De L'Olympia de Manet (photo) à L'Absinthe de Degas, des incursions dans les maisons closes de Toulouse-Lautrec et Munch aux figures audacieuses de Vlaminck, Van Dongen ou Picasso, l'exposition montre la place occupée par ce monde interlope dans le développement de la peinture moderne.

Demi-mondaines ou femmes des rues, les prostituées ont inspiré bien des artistes du XIXe siècle. Le musée d’Orsay, à Paris, leur consacre une grande manifestation, loin d’être racoleuse. Premier grand rendez-vous consacré à ce thème, cette exposition tente de retracer la façon dont les artistes français et étrangers, fascinés par les acteurs et les lieux de ce fait social, n’ont cessé de rechercher de nouveaux moyens picturaux pour en représenter réalités et fantasmes.

Installée au cœur de la «Belle Époque», la prostitution a fasciné nombre d’artistes à la recherche de nouvelles formes de représentation : une exposition exceptionnelle, au musée d’Orsay, explore les relations ambiguës entre ces deux univers.
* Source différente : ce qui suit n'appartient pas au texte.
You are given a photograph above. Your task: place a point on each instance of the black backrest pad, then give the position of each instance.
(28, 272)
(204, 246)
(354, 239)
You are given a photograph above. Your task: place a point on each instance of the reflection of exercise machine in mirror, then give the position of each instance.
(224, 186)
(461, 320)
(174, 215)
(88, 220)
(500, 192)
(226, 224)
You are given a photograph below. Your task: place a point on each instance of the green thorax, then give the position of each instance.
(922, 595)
Associant peinture, sculpture et documents d’époque, notamment photographies et films, «Splendeurs et misères. Images de la prostitution 1850-1910» s’attache à montrer l’ampleur du phénomène et son importance dans l’évolution esthétique de plusieurs grands artistes, comme Degas, Manet, Van Gogh, plus tard Munch ou Picasso.

Pourquoi le monde de la prostitution a-t-il « généré un aussi grand nombre de représentations à travers des courants aussi variés que l’impressionnisme, le naturalisme, le fauvisme ou l’expressionnisme? », interroge Guy Cogeval, président du musée d’Orsay, dans le catalogue de l’exposition, la première dédiée à ce thème dans le monde. Plus ou moins encadrée, la prostitution est alors très répandue. « Les filles sont tenues de s’enregistrer auprès des autorités, mais on estime que la prostitution clandestine est sept à huit fois supérieure », souligne une commissaire de l’exposition, Isolde Pludermacher.
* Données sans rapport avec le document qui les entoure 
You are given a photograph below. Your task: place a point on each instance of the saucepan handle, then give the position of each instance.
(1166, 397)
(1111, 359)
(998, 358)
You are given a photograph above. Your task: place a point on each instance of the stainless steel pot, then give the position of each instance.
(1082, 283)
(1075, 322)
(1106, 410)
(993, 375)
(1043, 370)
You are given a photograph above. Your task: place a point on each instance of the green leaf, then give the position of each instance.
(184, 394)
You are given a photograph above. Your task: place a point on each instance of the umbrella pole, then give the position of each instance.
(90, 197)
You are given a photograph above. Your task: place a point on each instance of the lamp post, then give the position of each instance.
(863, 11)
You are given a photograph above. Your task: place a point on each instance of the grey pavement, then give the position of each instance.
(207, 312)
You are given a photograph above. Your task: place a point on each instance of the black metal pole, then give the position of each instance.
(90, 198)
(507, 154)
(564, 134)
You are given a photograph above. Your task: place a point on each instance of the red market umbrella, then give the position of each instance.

L’amour tarifé prend des formes très diverses, des multiples maisons closes à la lingère se prostituant à l’occasion, en passant par les demi-mondaines richissimes et aussi suivies que certaines stars de la téléréalité aujourd’hui. Entre les multiples maisons de tolérance et les boutiques «à surprise», souvent de faux magasins de modistes, la prostitution est assimilée au divertissement et des guides sont édités pour les touristes.
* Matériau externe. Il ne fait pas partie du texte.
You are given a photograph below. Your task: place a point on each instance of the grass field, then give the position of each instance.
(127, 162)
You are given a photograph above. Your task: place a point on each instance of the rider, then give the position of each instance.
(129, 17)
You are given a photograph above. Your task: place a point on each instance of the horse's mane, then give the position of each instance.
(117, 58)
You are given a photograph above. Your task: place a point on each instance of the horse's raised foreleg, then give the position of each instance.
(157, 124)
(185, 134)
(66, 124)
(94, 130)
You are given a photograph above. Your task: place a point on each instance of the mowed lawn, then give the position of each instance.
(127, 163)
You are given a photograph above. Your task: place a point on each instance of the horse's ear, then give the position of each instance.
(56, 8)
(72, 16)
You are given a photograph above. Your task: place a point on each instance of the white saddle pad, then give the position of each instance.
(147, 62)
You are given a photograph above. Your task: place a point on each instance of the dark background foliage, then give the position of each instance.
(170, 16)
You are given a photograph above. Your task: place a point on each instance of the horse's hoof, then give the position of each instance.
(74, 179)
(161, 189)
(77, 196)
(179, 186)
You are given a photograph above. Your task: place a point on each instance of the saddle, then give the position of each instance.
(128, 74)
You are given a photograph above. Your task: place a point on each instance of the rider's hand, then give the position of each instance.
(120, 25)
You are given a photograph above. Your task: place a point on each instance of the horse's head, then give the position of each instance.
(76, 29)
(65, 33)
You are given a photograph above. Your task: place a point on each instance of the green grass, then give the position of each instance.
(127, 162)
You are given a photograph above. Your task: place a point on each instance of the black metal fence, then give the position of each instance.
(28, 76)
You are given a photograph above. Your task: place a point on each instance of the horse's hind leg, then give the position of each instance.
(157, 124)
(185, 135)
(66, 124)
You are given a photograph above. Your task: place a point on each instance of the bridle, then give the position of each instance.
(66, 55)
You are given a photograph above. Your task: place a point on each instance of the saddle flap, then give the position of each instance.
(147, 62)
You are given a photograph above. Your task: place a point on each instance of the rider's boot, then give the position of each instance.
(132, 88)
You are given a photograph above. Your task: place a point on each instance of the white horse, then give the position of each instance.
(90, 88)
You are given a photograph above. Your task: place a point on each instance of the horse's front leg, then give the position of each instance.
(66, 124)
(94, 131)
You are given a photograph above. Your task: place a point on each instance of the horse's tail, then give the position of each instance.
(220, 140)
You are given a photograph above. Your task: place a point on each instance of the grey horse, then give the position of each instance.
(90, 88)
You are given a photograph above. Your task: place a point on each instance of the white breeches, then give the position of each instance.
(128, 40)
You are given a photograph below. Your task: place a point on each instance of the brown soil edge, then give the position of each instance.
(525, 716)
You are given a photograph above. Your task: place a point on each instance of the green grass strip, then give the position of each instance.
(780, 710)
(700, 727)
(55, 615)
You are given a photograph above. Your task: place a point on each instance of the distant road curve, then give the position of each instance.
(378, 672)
Le minutieux Jean Béraud est le meilleur représentant de cette veine qui joue sur le pittoresque avec des compositions soignées telles La Proposition , Les Coulisses de l’Opéra de Paris ou le très cinématographique Le Boulevard Montmartre la nuit . Même si le racolage est interdit dans la journée, « les filles possèdent un répertoire de signes qui, pour le visiteur d’aujourd’hui ne sont pas immédiatement perceptibles, mais qui, à l’époque, étaient très significatifs, comme le relevé de jupon », explique Isolde Pludermacher.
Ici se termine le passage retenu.